Svolgimento del processo

Con atto di citazione notificato il 3-4-1992 G.P., premesso che dal 1979 al marzo 1989 era stato dipendente della Casa di Cura Angrisani s.r.l. convenzionata con la Regione Campania con le mansioni di specialista in cinesiologia e terapie fisiche, esponeva che dall’aprile 1989 al settembre 1991 aveva instaurato un diverso rapporto con la suddetta Casa di Cura istituendo a proprie cure e spese un centro di riabilitazione denominato Centro Giada.

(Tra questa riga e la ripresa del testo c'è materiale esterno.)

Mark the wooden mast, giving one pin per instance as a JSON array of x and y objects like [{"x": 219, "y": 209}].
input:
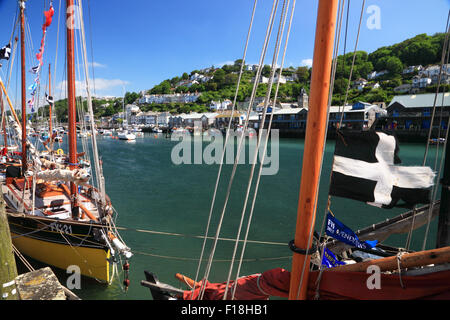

L’attore, rilevato che nel settembre 1991 la Casa di Cura Angrisani aveva cessato ogni rapporto con il G., la conveniva in giudizio dinanzi al Tribunale di Nocera Inferiore chiedendone la condanna al risarcimento dei danni subiti per l’ingiustificata interruzione del rapporto oltre che al pagamento delle somme dovute per l’attività prestata per la convenuta dal settembre at dicembre 1991.

Si costituiva in giudizio la Casa di Cura Angrisani che contestava il fondamento delle domande attrici di cui chiedeva il rigetto.

Il Tribunale adito con sentenza del 2-4-2004 rigettava la domanda attrice.

Proposto gravame da parte del G. cui resisteva la Casa di Cura Angrisani la Corte di Appello di Salerno con sentenza del 21-4- 2009 ha rigettato l’impugnazione, rilevando che l’appellante non aveva fornito la prova di aver aperto il suddetto centro di riabilitazione, essendo anzi risultato in senso contrario dalla certificazione pubblica acquisita che il Centro Giada era stato aperto fin dal 1986.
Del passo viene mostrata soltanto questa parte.